Come si sa, nel sistema prevenzionistico a struttura “multilivello”, delineato dal testo unico del 2008, il garante “di prossimità” rispetto al lavoratore è costituito dal preposto, nei cui confronti la legge (art. 19 d.lgs. 81/2008) stabilisce, tra molteplici doveri, quello di sovraintendenza e di vigilanza sul rispetto delle regole di sicurezza da parte dei lavoratori medesimi, di verifica ad opera di questi ultimi, qualora esposti al pericolo, della conoscenza del rischio e delle misure da adottare per il contenimento dello stesso, nonché di frequentazione di appositi corsi formativi.

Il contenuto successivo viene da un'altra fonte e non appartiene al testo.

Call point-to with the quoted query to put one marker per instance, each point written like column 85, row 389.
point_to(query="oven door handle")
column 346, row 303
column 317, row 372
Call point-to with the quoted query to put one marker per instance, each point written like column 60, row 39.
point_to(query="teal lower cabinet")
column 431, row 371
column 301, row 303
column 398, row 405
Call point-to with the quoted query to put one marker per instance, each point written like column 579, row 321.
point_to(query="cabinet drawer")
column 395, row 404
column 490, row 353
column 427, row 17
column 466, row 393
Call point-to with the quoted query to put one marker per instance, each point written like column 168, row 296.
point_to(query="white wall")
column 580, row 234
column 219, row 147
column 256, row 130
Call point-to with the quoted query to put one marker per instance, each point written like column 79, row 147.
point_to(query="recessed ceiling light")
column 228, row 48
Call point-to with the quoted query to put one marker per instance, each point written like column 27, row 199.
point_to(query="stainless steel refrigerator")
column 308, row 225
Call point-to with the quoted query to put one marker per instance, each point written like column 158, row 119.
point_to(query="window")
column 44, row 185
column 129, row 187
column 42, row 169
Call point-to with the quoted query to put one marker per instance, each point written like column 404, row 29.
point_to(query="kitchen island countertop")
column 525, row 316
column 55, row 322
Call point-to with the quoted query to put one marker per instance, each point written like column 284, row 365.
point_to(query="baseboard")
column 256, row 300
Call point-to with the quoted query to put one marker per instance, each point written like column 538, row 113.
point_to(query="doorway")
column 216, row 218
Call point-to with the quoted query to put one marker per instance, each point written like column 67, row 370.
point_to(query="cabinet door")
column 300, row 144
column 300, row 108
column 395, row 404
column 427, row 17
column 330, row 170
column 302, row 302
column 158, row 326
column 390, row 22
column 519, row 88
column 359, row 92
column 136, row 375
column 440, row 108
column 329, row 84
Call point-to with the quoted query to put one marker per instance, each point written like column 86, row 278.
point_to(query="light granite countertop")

Nella cooperativa in oggetto è individuabile un unico preposto, vale a dire la “capo negozio”, la cui posizione sembra piuttosto complessa rispetto all’osservanza dei succitati obblighi di sicurezza. Non risulta anzitutto chiaro se ella abbia o meno vigilato in maniera continuativa sul corretto utilizzo della macchina tritacarne ad opera del personale addetto al reparto macelleria; né pare, segnatamente, che sia stato dalla stessa verificato il grado di conoscenza, da parte dei lavoratori impiegati nel settore in parola, dei rischi connessi all’impiego della macchina medesima e dell’importanza del regolare funzionamento dei rispettivi presidi di sicurezza. Vero però che il preposto dichiara di non essere mai stato informato dell’anomalia del tritacarne e di aver sempre visto adoperare quest’ultimo in presenza della piastra protettiva. In più, egli riferisce in giudizio che nei mesi precedenti alla verificazione del grave infortunio la macchina tritacarne era stata sottoposta a due interventi di manutenzione per ragioni diverse dal guasto al meccanismo di protezione (provati in via documentale), e che comunque in occasione del secondo intervento (risalente a circa sei mesi prima dell’incidente) era stato effettuato un controllo generale sull’arnese, dal quale si potrebbe ragionevolmente dedurre un regolare funzionamento della macchina stessa.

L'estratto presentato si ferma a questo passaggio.